Michael Emerson, investigador del Centre for European Policy Studies, coincide a la hora de señalar la desestabilización del status quo en Irlanda del Norte que, para él «promueve la reunificación con el resto de Irlanda en la agenda política, ya sea de forma consciente o inconsciente». «La actual violencia llevada a cabo por parte de los jóvenes podría transformarse en una nueva versión de The Troubles», advierte. Es una opinión que comparten los residentes de las zonas unionistas de Belfast, como declararon recientemente a The Irish Times: «Es incluso peor ahora que en The Troubles».

El propio primer ministro irlandés, Micheál Martin, advirtió el 10 de abril acerca de lo que él considera «una espiral regresiva hacia un conflicto sectario en Irlanda del Norte». Los informes publicados por la policía de Irlanda del Norte señalan este aumento de la violencia: entre el 1 de marzo de 2020 y el 28 de febrero de 2021, los incidentes registrados como «comportamiento anti-social» crecieron un 34,1% con respecto al año anterior. También los crímenes con motivación política o los tiroteos paramilitares han aumentado respecto a años anteriores.

Algunos de los grupos en activo han advertido a Boris Johnson: «No se debe subestimar la fuerza de los sentimientos»

Los principales grupos paramilitares unionistas, organizados en el Loyalist Communities Council, han rechazado mediante un comunicado su responsabilidad en las revueltas, si bien señalan el «espectacular fallo colectivo» a la hora de comprender la furia respecto al Brexit y otros aspectos. No obstante, señala la BBC, si bien estas organizaciones no están instigando las revueltas, sí están permitiéndolas. Fue también con esta organización con la que se reunió recientemente el mayor partido político unionista de Irlanda del Norte, el Partido Unionista Democrático, para escuchar sus quejas acerca de la nueva frontera.

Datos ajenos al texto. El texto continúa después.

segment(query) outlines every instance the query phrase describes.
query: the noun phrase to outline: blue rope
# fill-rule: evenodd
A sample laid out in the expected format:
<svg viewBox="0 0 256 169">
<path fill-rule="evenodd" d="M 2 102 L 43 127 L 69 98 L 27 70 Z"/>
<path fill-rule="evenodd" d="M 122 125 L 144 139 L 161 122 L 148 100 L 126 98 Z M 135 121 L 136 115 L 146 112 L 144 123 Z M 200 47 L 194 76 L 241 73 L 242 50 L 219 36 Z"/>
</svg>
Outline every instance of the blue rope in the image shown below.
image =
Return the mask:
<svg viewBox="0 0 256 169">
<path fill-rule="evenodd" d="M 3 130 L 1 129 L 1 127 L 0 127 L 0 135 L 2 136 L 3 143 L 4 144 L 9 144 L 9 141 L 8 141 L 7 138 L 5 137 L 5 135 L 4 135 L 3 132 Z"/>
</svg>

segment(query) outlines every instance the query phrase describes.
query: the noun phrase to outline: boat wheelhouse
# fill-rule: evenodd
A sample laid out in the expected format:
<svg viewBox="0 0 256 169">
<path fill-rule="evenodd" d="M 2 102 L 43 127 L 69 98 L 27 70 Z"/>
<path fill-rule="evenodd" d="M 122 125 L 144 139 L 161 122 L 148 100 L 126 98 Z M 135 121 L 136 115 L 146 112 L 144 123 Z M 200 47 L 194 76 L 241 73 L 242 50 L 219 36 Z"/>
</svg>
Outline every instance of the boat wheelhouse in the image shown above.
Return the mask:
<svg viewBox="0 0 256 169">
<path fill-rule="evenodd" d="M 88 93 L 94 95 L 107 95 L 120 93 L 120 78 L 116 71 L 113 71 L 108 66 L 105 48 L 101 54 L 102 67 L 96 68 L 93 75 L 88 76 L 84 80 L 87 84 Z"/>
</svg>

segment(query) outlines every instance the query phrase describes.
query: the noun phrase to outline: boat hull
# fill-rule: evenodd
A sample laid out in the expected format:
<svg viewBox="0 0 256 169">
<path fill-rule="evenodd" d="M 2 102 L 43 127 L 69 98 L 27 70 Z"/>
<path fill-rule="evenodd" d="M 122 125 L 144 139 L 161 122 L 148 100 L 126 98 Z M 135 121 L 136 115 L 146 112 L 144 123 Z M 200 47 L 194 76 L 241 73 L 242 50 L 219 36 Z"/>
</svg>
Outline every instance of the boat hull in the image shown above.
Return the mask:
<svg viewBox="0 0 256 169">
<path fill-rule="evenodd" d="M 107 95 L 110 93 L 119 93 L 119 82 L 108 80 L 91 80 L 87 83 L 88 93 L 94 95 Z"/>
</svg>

Parte de los analistas de la isla señalan como fuente del conflicto la decisión de la fiscalía norirlandesa de no penar la celebración de un funeral multitudinario a causa de la muerte de Bobby Storey el pasado junio, en plena crisis sanitaria. Considerado durante los noventa como jefe de inteligencia de una de las escisiones del IRA, uno de los grupos paramilitares nacionalistas más activos por entonces, el funeral del antiguo terrorista fue acompañado por gran parte del Sinn Féin –uno de los grandes partidos políticos en las dos Irlandas, considerado como brazo político de la organización paramilitar–.

El viejo conflicto aún recorre la isla de Irlanda como un fantasma. Algunos de los grupos que permanecen en activo, como el Red Hand Commando o el Ulster Volunteer Force, son conscientes de ello. Conocen el poder de una historia que ha quedado detenida en el tiempo. Guardan especial atención a su ingrediente más incendiario: tal como advertían al actual primer ministro británico, Boris Johnson, «no se debe subestimar la fuerza de los sentimientos».